Many variants also depend on auxiliary signals that may not always be available or reliable. Gold-answer GCPO requires external reference answers, whether human-authored or produced by a stronger teacher model, and this creates an obvious cost and availability constraint (Wu et al., 9 Oct 2025). Guidance Contrastive Policy Optimization requires prompt-dependent rewards and can fail when the negative prompt is not informative or when very small models do not reliably distinguish correct from incorrect conditioning (Li et al., 28 May 2026). MCPO notes that prototype similarity can mis-weight cross-domain positives when correct rollouts are sparse or noisy, while binary rewards collapse nuanced quality differences (Yu et al., 25 May 2026).

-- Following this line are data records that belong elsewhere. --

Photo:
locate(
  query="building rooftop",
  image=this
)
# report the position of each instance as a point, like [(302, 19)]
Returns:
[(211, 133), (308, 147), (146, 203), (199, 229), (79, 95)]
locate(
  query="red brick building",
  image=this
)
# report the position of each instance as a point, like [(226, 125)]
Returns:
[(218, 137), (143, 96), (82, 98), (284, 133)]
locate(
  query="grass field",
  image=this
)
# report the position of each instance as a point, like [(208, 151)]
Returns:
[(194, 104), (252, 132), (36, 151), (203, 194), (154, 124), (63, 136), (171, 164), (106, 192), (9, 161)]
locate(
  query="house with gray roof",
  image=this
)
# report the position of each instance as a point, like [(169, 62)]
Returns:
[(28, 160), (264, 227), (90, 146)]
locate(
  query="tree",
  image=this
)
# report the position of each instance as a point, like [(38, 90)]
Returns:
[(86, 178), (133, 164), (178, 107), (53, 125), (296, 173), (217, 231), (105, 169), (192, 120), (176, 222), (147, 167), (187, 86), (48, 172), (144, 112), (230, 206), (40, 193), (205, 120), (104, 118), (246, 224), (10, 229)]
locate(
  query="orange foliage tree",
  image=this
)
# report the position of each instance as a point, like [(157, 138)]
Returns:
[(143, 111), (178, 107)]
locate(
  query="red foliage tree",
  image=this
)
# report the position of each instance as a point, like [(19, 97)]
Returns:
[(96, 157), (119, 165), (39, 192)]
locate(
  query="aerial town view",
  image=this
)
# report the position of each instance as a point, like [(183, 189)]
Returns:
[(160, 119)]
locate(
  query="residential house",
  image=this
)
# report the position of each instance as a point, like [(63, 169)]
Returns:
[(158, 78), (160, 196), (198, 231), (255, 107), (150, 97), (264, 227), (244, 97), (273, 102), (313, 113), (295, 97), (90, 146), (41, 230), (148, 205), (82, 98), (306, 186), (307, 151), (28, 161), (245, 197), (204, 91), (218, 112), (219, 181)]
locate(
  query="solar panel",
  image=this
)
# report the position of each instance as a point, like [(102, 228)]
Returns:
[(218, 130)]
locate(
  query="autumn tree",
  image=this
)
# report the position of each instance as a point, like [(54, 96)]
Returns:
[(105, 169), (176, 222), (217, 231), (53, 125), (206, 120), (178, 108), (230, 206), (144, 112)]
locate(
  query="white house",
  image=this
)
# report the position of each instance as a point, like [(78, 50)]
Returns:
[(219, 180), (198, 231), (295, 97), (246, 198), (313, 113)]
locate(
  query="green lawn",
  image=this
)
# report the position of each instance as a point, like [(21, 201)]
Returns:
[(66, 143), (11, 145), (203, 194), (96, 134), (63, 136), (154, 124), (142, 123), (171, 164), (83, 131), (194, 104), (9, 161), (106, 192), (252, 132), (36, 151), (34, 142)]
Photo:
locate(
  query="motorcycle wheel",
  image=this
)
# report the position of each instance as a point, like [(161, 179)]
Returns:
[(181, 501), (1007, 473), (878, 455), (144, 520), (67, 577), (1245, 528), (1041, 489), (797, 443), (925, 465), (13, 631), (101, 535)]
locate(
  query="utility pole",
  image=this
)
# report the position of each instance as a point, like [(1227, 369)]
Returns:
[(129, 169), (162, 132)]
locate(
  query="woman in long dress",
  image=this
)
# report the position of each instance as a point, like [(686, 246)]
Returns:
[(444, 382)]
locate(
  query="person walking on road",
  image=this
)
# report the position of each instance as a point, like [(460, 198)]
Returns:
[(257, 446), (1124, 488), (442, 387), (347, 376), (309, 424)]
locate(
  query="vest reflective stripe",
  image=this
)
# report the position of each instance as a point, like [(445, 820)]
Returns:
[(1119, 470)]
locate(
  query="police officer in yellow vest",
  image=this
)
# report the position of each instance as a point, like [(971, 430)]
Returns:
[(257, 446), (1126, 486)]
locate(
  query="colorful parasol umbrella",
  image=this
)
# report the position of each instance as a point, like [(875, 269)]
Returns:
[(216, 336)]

A deeper conceptual limitation is terminological rather than algorithmic. “GCPO” does not designate a single universally accepted method. Some papers use it explicitly for group contrastive masking or gold-answer substitution; others apply it as an interpretive umbrella for group-wise InfoNCE, contrastive sequence optimization, or contrastive ODE policy optimization; still others use the same acronym for critical-token, causal, or cooperative policy optimization. The most defensible encyclopedic reading is therefore plural: GCPO refers to a family of grouped policy-optimization schemes in which contrast between positive and negative trajectories, candidates, or reward-conditioned explanations becomes the central update signal, but the precise score, grouping rule, and credit-assignment mechanism remain paper-specific (Zhang et al., 26 Sep 2025, Gu et al., 7 Aug 2025, Chen et al., 12 May 2026).